Failure in Washington to reach a deal on the debt ceiling would force millions of senior citizens to contemplate a harsh new reality: Social Security checks not arriving on time.
And the longer the U.S. government is unable to borrow, the later those checks will be.
"I paid in for 53 years, and I saw that as insurance for when I had to use it," said Bob Geyen, 68, a retired teacher and school administrator from Shakopee. "It's just senseless what they're doing."
The U.S. Treasury has two big Social Security benefits payments due in the next three weeks — $12 billion on Oct. 23 and $25 billion on Nov. 1.

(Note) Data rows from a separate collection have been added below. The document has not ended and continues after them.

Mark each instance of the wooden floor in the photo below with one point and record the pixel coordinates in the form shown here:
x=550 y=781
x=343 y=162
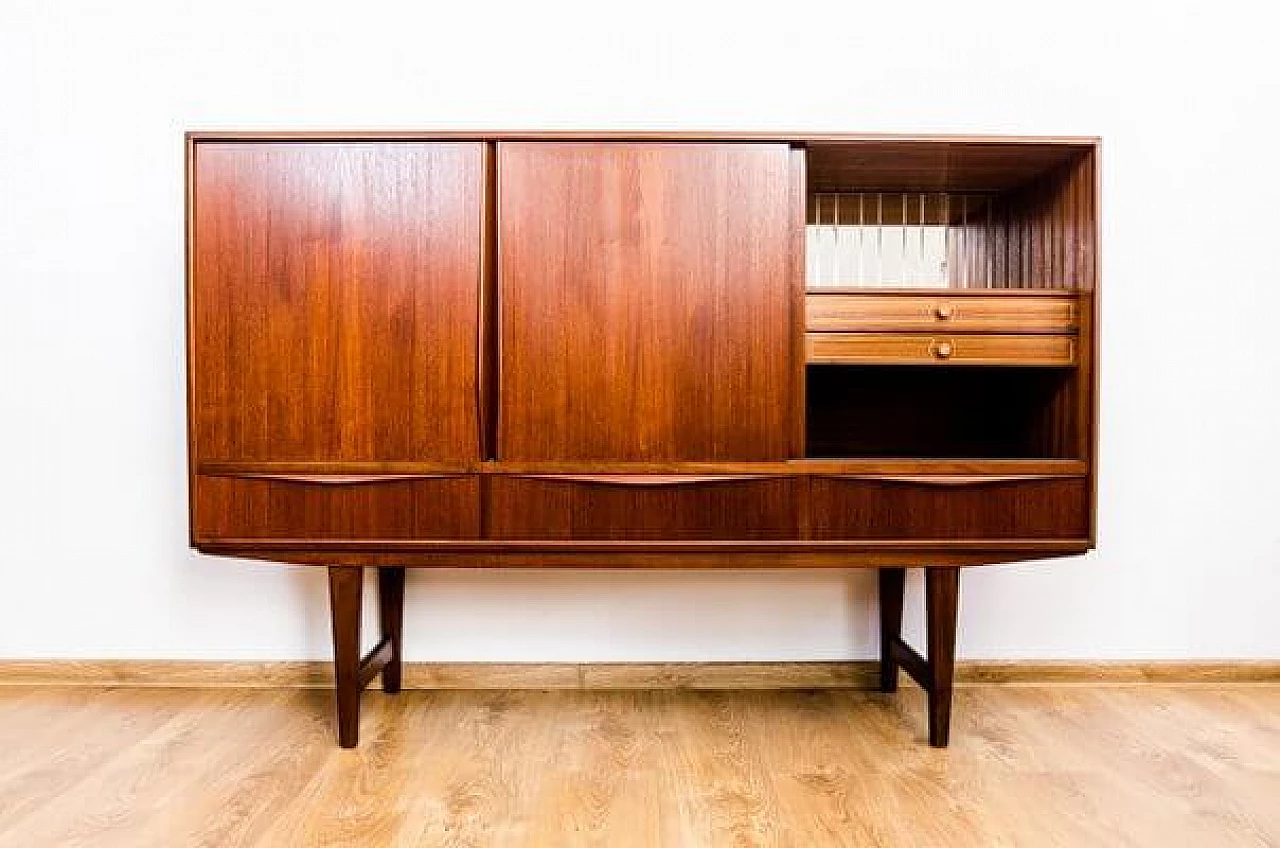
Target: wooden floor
x=1143 y=765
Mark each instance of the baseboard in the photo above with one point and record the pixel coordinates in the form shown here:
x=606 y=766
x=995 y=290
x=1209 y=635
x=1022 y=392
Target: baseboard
x=618 y=675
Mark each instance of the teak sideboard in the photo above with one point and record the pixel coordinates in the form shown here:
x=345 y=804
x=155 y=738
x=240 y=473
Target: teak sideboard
x=641 y=350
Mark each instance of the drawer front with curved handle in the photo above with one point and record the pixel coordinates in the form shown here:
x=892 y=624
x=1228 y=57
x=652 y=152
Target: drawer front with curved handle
x=337 y=506
x=950 y=507
x=643 y=507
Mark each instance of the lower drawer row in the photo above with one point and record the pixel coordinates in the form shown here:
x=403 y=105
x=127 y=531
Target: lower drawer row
x=631 y=507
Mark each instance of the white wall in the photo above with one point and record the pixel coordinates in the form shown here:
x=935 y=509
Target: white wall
x=94 y=97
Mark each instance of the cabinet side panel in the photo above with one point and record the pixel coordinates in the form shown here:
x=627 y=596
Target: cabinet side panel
x=334 y=300
x=645 y=301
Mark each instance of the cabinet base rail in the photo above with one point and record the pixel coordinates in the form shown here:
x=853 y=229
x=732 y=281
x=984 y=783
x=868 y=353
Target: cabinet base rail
x=355 y=671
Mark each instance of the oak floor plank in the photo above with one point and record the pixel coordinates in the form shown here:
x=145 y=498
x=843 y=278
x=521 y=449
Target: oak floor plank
x=1054 y=765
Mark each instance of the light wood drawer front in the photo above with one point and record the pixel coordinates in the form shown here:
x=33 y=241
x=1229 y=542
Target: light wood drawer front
x=922 y=349
x=643 y=507
x=949 y=507
x=932 y=313
x=337 y=507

But if Congress and the White House cannot reach an agreement to raise the debt ceiling, the government will start running short of cash to pay its bills.
"They'll be short about a third of the dollars that they need to fund the federal government ongoing," said Jay Kiedrowski, a professor at the University of Minnesota's Humphrey School of Public Affairs.
The Treasury Department has argued for weeks that for technical and logistical reasons, it cannot pick and choose which bills to pay, since its cash flow varies each day.
It may be able to prioritize payments on the nation's debt to avoid a default, but all other bills would simply be delayed, said Paul Van de Water, a fellow at the Center on Budget and Policy Priorities.